E-MapReduce (EMR) Serverless Spark allows you to connect to an external Hive Metastore. This way, you can access the data that is stored in the Hive Metastore with ease. This topic describes how to configure settings in EMR Serverless Spark to connect to an external Hive Metastore to implement efficient management and utilization of data resources in a work environment.
Prerequisites
A workspace and an SQL session are created. For more information, see Create a workspace and Manage SQL sessions.
Limits
To use the Hive Metastore service, you must restart an existing session in your workspace.
After you specify a Hive Metastore as a default catalog, your workflow tasks automatically depend on the Hive Metastore.
Procedure
Step 1: Prepare the Hive Metastore service
In this example, the Hive Metastore that is deployed in EMR on ECS is used as an external service. If a Hive Metastore has been deployed in your virtual private cloud (VPC), skip this step.
On the EMR on ECS page, create a DataLake cluster that contains the Hive service and for which the Metadata parameter is set to Built-in MySQL. For more information, see Create a cluster.
Log on to the master node of the DataLake cluster in SSH mode. For more information, see Log on to a cluster.
Run the following command to open the Hive CLI:
hive
Run the following commands to create a table named dw_users that points to Object Storage Service (OSS) and write data to the table:
CREATE TABLE `dw_users`( `name` string) LOCATION 'oss://<yourBucket>/path/to/file'; INSERT INTO dw_users select 'Bob';
Step 2: Create a network connection
Go to the Network Connections page.
Log on to the EMR console.
In the left-side navigation pane, choose
.On the Spark page, click the name of the desired workspace.
In the left-side navigation pane of the EMR Serverless Spark page, click Network Connections.
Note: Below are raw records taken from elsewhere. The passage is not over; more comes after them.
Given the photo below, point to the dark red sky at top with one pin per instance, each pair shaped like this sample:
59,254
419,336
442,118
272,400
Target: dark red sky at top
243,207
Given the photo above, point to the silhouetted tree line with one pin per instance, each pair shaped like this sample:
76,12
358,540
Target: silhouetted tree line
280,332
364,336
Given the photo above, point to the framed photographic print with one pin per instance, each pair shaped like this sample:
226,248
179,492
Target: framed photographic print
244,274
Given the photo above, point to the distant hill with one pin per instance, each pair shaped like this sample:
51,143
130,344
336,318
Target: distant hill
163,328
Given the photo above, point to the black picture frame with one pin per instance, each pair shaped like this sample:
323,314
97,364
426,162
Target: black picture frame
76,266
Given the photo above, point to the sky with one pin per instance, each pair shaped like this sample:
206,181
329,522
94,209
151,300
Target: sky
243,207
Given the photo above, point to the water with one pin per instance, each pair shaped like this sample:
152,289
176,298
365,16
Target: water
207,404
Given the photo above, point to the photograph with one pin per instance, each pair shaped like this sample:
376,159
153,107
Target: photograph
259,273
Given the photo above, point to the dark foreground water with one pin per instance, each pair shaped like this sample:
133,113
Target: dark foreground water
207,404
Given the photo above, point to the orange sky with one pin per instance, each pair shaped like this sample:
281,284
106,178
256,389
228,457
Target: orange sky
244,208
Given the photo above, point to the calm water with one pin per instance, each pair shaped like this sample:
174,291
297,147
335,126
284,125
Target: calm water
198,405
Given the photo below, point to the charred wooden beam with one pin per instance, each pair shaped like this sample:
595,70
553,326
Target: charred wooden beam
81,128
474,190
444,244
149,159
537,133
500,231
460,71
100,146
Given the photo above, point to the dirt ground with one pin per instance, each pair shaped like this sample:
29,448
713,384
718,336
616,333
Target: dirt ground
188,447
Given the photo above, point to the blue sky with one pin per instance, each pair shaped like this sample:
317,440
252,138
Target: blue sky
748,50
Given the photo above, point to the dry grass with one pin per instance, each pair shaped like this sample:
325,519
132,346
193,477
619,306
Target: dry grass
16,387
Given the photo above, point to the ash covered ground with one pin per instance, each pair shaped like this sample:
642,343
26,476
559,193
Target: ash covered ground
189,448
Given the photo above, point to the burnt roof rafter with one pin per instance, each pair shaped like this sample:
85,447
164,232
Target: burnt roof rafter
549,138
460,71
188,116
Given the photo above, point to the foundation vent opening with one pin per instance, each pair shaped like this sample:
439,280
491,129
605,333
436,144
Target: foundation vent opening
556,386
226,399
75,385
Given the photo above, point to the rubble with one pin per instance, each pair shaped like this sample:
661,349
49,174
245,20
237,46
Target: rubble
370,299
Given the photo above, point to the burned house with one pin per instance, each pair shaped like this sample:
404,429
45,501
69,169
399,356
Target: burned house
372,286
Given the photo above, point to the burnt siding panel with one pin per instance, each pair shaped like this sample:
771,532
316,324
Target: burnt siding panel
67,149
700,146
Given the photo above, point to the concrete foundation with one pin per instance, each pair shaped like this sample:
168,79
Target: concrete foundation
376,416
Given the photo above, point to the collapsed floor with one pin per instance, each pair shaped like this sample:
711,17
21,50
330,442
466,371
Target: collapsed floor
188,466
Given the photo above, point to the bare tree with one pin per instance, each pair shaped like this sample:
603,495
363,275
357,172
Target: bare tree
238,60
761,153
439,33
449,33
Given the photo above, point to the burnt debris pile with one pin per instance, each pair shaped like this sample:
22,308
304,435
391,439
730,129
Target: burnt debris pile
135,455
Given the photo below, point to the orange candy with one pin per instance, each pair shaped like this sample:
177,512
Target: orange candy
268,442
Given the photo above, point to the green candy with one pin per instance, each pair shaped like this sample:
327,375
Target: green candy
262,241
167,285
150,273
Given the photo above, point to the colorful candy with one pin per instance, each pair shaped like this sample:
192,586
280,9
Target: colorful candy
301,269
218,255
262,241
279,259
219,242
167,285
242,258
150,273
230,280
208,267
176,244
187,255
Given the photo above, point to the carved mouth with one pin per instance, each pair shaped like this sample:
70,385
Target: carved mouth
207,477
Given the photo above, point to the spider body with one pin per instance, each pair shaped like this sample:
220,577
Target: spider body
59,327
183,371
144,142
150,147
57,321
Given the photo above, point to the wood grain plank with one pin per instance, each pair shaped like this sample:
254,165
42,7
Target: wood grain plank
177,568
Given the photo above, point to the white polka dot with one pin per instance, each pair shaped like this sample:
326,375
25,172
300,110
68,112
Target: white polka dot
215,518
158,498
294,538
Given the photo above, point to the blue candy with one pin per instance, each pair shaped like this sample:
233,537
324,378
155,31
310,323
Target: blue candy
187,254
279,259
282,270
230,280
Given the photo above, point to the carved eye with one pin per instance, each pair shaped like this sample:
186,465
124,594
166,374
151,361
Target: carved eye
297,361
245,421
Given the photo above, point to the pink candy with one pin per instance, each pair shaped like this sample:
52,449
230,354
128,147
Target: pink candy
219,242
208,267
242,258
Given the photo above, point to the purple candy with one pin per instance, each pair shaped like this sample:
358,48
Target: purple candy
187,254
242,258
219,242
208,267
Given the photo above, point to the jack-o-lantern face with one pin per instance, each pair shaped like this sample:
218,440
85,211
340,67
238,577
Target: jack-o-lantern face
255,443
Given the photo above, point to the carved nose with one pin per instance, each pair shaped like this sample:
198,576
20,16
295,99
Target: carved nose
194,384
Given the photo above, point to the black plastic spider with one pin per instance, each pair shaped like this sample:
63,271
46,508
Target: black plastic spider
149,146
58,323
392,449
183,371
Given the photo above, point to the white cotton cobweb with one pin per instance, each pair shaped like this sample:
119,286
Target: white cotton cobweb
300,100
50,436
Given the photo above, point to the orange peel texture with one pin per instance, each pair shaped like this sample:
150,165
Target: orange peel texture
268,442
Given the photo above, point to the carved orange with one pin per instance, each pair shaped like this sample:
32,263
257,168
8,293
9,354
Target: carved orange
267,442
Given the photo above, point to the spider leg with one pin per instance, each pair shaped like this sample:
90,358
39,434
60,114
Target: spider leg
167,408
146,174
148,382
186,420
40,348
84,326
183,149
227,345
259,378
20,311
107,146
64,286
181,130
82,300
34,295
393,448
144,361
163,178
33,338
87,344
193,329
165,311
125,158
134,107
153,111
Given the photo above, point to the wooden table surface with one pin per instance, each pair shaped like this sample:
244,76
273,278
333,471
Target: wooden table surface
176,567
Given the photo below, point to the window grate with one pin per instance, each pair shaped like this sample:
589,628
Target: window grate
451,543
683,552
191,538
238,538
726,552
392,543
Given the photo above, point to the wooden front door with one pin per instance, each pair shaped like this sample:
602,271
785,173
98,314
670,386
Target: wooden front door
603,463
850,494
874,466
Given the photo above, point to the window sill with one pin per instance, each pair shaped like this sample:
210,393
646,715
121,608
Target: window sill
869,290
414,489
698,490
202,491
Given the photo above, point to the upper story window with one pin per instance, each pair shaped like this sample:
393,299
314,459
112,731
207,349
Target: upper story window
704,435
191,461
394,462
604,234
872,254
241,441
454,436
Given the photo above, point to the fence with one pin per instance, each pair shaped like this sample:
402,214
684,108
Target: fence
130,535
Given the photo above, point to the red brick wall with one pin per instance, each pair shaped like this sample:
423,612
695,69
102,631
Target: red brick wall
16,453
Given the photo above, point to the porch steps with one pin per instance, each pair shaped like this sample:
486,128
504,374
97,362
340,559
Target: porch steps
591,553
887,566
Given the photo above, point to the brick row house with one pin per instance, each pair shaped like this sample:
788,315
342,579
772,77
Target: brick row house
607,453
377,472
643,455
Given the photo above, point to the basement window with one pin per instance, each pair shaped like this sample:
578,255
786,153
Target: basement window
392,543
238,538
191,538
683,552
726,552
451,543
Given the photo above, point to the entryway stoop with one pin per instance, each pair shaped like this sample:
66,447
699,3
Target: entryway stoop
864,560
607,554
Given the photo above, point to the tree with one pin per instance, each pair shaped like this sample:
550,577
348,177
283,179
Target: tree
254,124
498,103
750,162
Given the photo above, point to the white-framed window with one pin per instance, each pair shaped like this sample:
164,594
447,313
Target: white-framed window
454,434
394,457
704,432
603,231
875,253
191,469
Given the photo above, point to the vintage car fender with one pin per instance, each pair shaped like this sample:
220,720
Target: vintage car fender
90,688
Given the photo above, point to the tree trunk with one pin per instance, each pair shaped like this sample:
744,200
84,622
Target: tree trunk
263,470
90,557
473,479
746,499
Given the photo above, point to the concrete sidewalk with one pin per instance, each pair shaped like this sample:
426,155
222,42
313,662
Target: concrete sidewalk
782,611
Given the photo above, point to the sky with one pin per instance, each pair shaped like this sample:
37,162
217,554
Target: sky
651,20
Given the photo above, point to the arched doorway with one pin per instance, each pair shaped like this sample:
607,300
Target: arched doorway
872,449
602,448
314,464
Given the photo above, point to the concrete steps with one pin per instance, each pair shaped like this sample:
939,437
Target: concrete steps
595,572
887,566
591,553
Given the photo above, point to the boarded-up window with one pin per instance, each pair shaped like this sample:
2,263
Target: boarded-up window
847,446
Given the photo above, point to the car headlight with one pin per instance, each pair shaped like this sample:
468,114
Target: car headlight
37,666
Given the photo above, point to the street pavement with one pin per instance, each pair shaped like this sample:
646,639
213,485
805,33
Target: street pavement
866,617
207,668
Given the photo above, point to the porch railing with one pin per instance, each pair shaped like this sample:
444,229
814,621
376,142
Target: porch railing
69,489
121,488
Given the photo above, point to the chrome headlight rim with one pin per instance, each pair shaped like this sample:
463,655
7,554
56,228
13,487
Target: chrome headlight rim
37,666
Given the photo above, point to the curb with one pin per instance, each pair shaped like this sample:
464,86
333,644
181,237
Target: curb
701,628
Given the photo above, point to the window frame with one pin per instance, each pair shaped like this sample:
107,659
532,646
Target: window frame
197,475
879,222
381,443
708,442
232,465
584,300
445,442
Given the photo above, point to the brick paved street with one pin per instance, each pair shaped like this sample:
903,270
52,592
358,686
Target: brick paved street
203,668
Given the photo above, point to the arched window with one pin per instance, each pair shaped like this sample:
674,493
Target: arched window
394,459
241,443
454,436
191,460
On the Network Connections page, click Create Network Connection.
In the Create Network Connection dialog box, configure parameters and click OK. The following table describes the parameters.
Parameter
Description
Name
The name of the network connection.
VPC
The VPC in which your EMR cluster resides.
vSwitch
The vSwitch that is deployed in the VPC in which the EMR cluster is deployed.
If Succeeded is displayed in the Status column of the connection, the network connection is created.
Step 3: Enable the port of the Hive Metastore
Obtain the CIDR block of the vSwitch that you specified when you created the network connection.
You can log on to the VPC console and obtain the CIDR block of a desired vSwitch on the vSwitch page.
Configure security group rules.
Log on to the EMR console.
On the EMR on ECS page, find the desired cluster and click the name of the cluster in the Cluster ID/Name column.
In the Security section of the Basic Information tab, click the link to the right of Cluster Security Group.
On the Security Group Details tab, click Add Rule, configure the Port Range and Authorization Object parameters, and then click Save.
Parameter
Description
Port Range
The port number. Enter 9083.
Authorization Object
The CIDR block of the vSwitch obtained in the previous step.
ImportantTo prevent attacks from external users, we recommend that you do not set the Authorization Object parameter to 0.0.0.0/0.
Step 4: Connect to the Hive Metastore
In the left-side navigation pane of the EMR Serverless Spark page, click Catalogs.
On the Catalogs page, click Add Catalog.
In the Add Catalog dialog box, click External Hive Metastore, configure the following parameters, and then click OK. The following table describes the parameters.
Parameter
Description
Network Connections
The network connection that you created in Step 2.
Metastore Service Address
The Uniform Resource Identifier (URI) of the Hive metastore. Configure this parameter in the
thrift://<IP address of a Hive Metastore>:9083
format.<IP address of a Hive Metastore>
specifies the internal IP address of the Hive Metastore. In this example, the internal IP address of the master node of the EMR cluster is used. You can view the internal IP address on the Nodes tab of the EMR cluster.
Step 5: Use Hive Metastore
On the Catalogs page, find the hive_metastore catalog and click Set as default in the Actions column to configure the hive_metastore catalog as the default data catalog in the current workspace.
Restart the SQL session.
If an SQL session is running in your workspace, stop the SQL session, and then restart the SQL session to ensure that the setting of the hive_metastore catalog takes effect.
Query data from tables in the hive_metastore catalog in an SQL job.
Create an SQL job. For more information, see Develop an SQL.
Run the command that is shown in the following figure to query data from the dw_users table in the hive_metastore catalog.
SELECT * FROM dw_users;